Wultz, who was vacationing in Israel from Florida, was gravely injured in the bombing and died of his wounds about two weeks later. Wultz’s father, Tuly, was also injured in the bombing.
At the time of the bombing, Aziz called Wultz’s death a “gift from Allah” in a WND interview.
Aziz yesterday told WND he is one of the few Brigades leaders not singing the amnesty agreement, saying the document is “too good to be true.”
“I am sure this is part of an Israeli conspiracy against our fighters,” Aziz said.
Senior Olmert spokeswoman Miri Eisin would neither confirm nor deny the list of terror suspects granted amnesty obtained by WND.
“I do not know the list of names but all included will have to renounce terrorism,” Eisin said.
Eisin said Olmert granted the terror suspects amnesty “as part of developing a relationship with Abbas and the PA government in the realm of security, economy and many other levels.”
“The Israeli government is committed to cooperating with the PA just as the PA committed to international principles and they are already taking concrete steps on their side.
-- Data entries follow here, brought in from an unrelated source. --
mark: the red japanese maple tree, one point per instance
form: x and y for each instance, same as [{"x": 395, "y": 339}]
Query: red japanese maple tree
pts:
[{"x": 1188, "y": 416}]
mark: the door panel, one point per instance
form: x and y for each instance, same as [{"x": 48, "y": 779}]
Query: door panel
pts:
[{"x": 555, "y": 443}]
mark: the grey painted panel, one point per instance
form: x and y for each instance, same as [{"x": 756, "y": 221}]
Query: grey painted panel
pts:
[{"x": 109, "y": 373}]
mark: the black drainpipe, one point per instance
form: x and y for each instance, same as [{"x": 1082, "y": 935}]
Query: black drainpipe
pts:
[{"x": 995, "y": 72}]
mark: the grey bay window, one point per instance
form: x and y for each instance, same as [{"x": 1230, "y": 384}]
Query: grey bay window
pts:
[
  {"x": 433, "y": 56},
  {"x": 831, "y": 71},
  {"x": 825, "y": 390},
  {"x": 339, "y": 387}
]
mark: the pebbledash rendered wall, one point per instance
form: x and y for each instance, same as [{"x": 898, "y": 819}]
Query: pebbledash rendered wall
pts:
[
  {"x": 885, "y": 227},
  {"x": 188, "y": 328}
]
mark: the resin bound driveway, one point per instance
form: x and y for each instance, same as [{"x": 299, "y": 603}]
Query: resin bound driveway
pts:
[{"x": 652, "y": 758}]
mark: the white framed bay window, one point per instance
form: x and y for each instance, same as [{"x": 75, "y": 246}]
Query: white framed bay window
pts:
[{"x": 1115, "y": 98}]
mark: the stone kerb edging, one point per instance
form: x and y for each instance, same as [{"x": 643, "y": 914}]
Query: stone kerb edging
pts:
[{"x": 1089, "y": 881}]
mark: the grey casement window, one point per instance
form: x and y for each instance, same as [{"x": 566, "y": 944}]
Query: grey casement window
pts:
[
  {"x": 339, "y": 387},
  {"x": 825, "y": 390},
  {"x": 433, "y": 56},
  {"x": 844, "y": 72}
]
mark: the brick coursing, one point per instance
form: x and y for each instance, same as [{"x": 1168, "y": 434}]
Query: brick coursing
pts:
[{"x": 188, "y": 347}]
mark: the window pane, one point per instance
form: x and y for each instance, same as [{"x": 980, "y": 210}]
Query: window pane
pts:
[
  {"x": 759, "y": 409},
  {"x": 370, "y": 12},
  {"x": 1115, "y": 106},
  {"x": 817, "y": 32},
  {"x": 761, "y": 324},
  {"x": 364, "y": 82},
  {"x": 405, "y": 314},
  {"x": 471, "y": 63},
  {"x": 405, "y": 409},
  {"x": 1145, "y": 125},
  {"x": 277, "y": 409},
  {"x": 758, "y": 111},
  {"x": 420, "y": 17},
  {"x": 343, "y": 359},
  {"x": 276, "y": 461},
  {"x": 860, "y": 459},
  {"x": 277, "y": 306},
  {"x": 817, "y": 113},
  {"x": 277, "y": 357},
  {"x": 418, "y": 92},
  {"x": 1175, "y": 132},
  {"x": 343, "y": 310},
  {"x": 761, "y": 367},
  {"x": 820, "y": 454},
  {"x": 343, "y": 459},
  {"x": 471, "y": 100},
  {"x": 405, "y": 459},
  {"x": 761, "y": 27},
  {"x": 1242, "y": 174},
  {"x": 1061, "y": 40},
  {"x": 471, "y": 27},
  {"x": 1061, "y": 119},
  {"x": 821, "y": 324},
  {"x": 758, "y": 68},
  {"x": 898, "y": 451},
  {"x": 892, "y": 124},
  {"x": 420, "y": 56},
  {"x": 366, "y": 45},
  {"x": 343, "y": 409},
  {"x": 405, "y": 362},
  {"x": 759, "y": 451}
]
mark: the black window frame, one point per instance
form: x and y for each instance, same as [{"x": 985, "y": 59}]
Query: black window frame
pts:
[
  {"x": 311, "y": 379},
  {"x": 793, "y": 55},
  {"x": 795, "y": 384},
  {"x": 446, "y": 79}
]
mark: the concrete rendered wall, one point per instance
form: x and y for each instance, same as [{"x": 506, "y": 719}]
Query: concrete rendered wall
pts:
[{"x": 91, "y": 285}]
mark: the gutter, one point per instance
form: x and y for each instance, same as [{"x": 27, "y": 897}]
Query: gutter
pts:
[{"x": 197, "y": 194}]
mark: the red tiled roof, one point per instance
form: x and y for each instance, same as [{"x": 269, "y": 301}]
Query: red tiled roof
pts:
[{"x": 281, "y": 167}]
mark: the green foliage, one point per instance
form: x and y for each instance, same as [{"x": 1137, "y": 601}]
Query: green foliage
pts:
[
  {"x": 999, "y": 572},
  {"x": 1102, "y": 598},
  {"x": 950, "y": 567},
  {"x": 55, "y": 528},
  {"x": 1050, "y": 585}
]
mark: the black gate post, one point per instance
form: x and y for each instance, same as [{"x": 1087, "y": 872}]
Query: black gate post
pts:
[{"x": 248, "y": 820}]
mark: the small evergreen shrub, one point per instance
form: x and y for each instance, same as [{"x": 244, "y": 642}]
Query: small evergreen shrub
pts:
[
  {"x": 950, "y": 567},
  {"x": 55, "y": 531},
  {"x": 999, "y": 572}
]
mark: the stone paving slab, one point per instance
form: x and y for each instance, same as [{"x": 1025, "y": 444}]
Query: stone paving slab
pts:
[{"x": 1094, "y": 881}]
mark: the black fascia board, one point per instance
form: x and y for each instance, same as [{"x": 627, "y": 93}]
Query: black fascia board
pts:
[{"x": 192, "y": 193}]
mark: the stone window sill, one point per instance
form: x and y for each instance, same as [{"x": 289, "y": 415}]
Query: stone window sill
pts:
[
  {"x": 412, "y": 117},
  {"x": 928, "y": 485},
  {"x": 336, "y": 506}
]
We hope this (amnesty) deal adds to the momentum to bring about a Palestinian state living securely alongside Israel,” said Eisin.
Asked whether Olmert is willing to add more terrorists – such as Brigades chief Senakreh’s brother – to the amnesty list, Eisin replied, “there is always a possibility that more who want to renounce terror may be added. We are willing to address this issue.”
Multiple media reports yesterday stated as part of their amnesty agreement, Fatah fighters were turning their weapons in to the PA in exchange for cash payments.
Brigades members contacted by WND said about a dozen of the nearly 200 wanted militants handed in their personal weapons but said those who did are keeping assault rifles issued to them by Fatah as part of the Fatah security forces.
Asked if he will continue participating in attacks against Israel, one top Brigades leader speaking on condition his name be withheld since he just signed an amnesty agreement, replied, “If Israel doesn’t give us a reason to carry out attacks then why should we? But if we see the Israelis are looking to escalate things in the West Bank, the resistance will continue.”
Brigades No. 2 Aziz told WND even though senior leaders were signing amnesty agreements, the Brigades is not disbanding.
“We have conditions. We don’t trust the Israelis. The Brigades will not disband. We are ready to negotiate a deal of amnesty but we won’t sell out our principals and arms.”